A New Era of AI Evolution: Getting Started with HuggingGPT & MetaGPT

Follow the official account “Carl’s AI Watts” and set it as “Starred” to get the latest AIGC news

Author: Carl

AIGC Open Source Free Tutorial 2.0 (supports ChatGPT, Midjourney, Stable Diffusion, Runway, AI Agents, Digital Humans, AI Voice & Music):

https://www.learnprompt.pro

In the first three articles, we discussed the principles and components of Agents as well as AutoGPT and AgentGPT. In this section, I will introduce two more Agents projects worth exploring in depth, detailing their working principles and differences, and teaching you how to use Agents hands-on 🎉

If you want to understand Agents from scratch, feel free to check out the previous three articles.

A New Era of AI Evolution: AI Agents Era (3/9) — Practical Use of AutoGPT & AgentGPT

A New Era of AI Evolution: AI Agents Era (2/9) — Decoding Agents Capabilities: Planning + Memory + Tool Usage

A New Era of AI Evolution: AI Agents Era (1/9) — What is an Agent?

🟢 HuggingGPT

HuggingGPT is a multi-model calling Agent framework that utilizes ChatGPT as a task planner, selecting available models on the HuggingFace platform based on the description of each model, and finally generating a summary response based on the execution results of the models.

This project is currently open source on GitHub and has a very cool name called JARVIS (Iron Man’s assistant). This research mainly involves two subjects: the well-known ChatGPT and the Hugging Face community in AI.

A New Era of AI Evolution: Getting Started with HuggingGPT & MetaGPT

What is Hugging Face?

Simply put, Hugging Face is an open-source community platform focused on artificial intelligence where users can publish and share pre-trained models, datasets, and demo files. Currently, over 100,000 pre-trained models and more than 10,000 datasets have been shared on Hugging Face.
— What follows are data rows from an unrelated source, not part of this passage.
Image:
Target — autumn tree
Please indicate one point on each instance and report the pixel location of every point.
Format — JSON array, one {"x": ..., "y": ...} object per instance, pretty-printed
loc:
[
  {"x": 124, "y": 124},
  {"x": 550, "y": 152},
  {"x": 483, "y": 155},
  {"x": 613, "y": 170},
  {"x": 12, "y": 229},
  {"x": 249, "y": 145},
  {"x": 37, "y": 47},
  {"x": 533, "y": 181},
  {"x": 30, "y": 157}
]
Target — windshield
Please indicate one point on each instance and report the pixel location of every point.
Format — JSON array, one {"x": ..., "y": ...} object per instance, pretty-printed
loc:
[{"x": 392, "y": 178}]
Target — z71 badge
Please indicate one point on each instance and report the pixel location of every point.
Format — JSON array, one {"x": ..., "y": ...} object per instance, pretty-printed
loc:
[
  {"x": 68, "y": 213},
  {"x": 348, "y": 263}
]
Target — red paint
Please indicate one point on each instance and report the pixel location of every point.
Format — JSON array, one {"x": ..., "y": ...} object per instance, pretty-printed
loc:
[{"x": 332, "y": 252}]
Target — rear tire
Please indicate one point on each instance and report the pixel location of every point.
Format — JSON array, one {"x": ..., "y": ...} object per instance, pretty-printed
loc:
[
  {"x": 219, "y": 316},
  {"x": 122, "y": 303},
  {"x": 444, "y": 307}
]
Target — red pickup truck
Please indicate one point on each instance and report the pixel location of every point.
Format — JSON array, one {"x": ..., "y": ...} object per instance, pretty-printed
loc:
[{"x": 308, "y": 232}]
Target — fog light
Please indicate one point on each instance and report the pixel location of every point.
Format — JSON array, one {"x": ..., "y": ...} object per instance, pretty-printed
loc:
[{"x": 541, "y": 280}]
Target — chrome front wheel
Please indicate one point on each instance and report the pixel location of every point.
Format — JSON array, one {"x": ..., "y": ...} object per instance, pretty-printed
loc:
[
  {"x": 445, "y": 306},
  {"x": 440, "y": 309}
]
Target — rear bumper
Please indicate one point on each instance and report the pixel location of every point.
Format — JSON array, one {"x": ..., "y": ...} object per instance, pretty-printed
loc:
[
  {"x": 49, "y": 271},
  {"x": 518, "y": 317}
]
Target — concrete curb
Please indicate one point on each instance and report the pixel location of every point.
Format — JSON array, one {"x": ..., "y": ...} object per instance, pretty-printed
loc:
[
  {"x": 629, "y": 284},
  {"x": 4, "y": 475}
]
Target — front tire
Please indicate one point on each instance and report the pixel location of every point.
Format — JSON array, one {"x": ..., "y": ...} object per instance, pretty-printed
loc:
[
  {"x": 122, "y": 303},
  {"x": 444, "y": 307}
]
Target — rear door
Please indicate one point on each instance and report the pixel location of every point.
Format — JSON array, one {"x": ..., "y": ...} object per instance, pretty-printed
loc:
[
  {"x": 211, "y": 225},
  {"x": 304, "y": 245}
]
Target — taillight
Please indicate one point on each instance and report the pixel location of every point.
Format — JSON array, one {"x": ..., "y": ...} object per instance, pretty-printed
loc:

More than 10,000 organizations from various industries, including Microsoft, Google, Bloomberg, and Intel, are using Hugging Face’s products.

A New Era of AI Evolution: Getting Started with HuggingGPT & MetaGPT

In HuggingGPT, ChatGPT acts as the “operational brain,” automatically parsing user requests, and performing automatic model selection, execution, and reporting from the AI model library of Hugging Face, greatly facilitating the development of more complex AI programs.

Working Principle of HuggingGPT

This system consists of four stages:

A New Era of AI Evolution: Getting Started with HuggingGPT & MetaGPT

1. Task Planning

Using LLM as the brain, the user’s request is parsed into multiple tasks. Each task has four attributes: task type, ID, dependencies, and parameters. The system uses some examples to guide the LLM in task parsing and planning.

The specific instructions are as follows:

[{"task": task, "id": task_id, "dep": dependency_task_ids, "args": {"text": text, "image": URL, "audio": URL, "video": URL}}]
  • The “dep” field indicates the ID of the previous task, which generated the new resources that the current task depends on.
  • The “-task_id” field refers to the text, image, audio, and video generated from the dependent task with task ID task_id.

2. Model Selection

LLM assigns tasks to specialized models, with these requests being constructed into a multiple-choice question. LLM provides a list of models for users to choose from. Due to context length limitations, filtering needs to be done based on task types.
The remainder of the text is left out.